Coming up from below to catch a whiff of it, her passengers blinked dazzled eyes at the gaudy brilliancy of light and colouring. Here were no frail tints and misty trimmings; everything stood out hard, clear, emphatic. The water was a crude sapphire; the surf that frothed on the reefs white as milk. As for the sky, Mahony declared it made him think of a Reckitt’s bluebag; while a single strip of pearly cloud to the east looked fixed, immovable — solid as those clouds on which, in old paintings, cherubs perch or lean.

Outside the “Rip” the vessel hove to, to take up the pilot; and every neck was craned to watch his arrival; for with him would come letters and news — the first to reach the travellers since their departure from England. Hungrily was the unsealing of the mail-bag awaited.

Mary’s lap would hardly hold the envelopes that bore her name. They were carried to her by the grizzled old Captain himself, who dealt them out, one by one, cracking a joke to each. Mary laughed; but at the same time felt a touch of embarrassment. For her to receive so large a share of the good things — under the very noses, too, of those unfortunates who got none — seemed not in the best of taste.
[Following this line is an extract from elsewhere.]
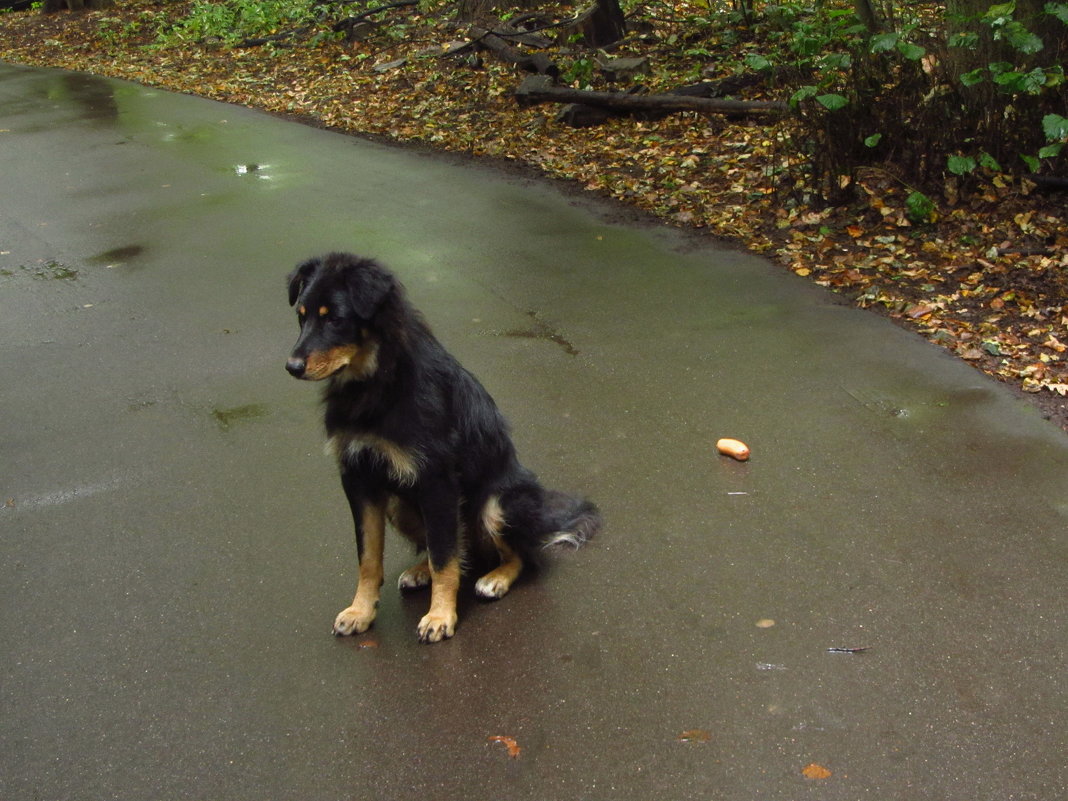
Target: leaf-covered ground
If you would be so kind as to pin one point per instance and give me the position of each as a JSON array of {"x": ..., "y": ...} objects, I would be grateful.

So, the tale told, she retired with her budget to the cabin; and Mahony, having seen her below, went back to read his own correspondence on deck.

But she had done no more than finish John’s note of welcome and break the seal of Tilly’s, when a foot came bounding through the saloon, off which the cabin opened, and there was Richard again — Richard with rumpled hair, eyes alight, red of face, looking for all the world like a rowdy schoolboy. Seizing her by the hands he pulled her to her feet, and would have twirled her round. But Mary, her letters strewing the floor, protested — stood firm.

“What IS the matter?”

“Mary! Wife! Here’s news for us! . . . here’s news. A letter from —— “ and he flourished a sheet of paper at her. “I give you three guesses, love. But nonsense! — you couldn’t . . . not if you guessed till Doomsday. No more pinching and scraping for us, Mary! No more underpaid drudgery for me! My fortune’s made. I am a rich man . . . at last!”

“Richard dear! What is it now?”

Mary spoke in the lightly damping tone which Mahony was wont to grumble she reserved for him alone. But to-day it passed unnoticed.

“Here you are, madam — read for yourself!” and he pushed a crumpled letter into her hand. “It’s those AUSTRALIA FELIXES we have to thank for it. What a glorious piece of luck, Mary, that I should have stuck to them and gone on paying their wretched calls, when every one else let them lapse in despair. John will be green with envy. And this is only the beginning, my dear. There’s no telling what they’ll do when they get the new plant in — old Simmonds says so himself, and he’s not given to superlatives as you know. — Yes, it’s good-bye to poverty!”— and forgetting in his excitement where he was, Mahony flung round to pace the floor. Baulked by the narrow wall of the cabin, he had just to turn to the right-about. “It means I can now pick and choose, Mary — put up my plate in Collins Street East — hold my head as high as the best.”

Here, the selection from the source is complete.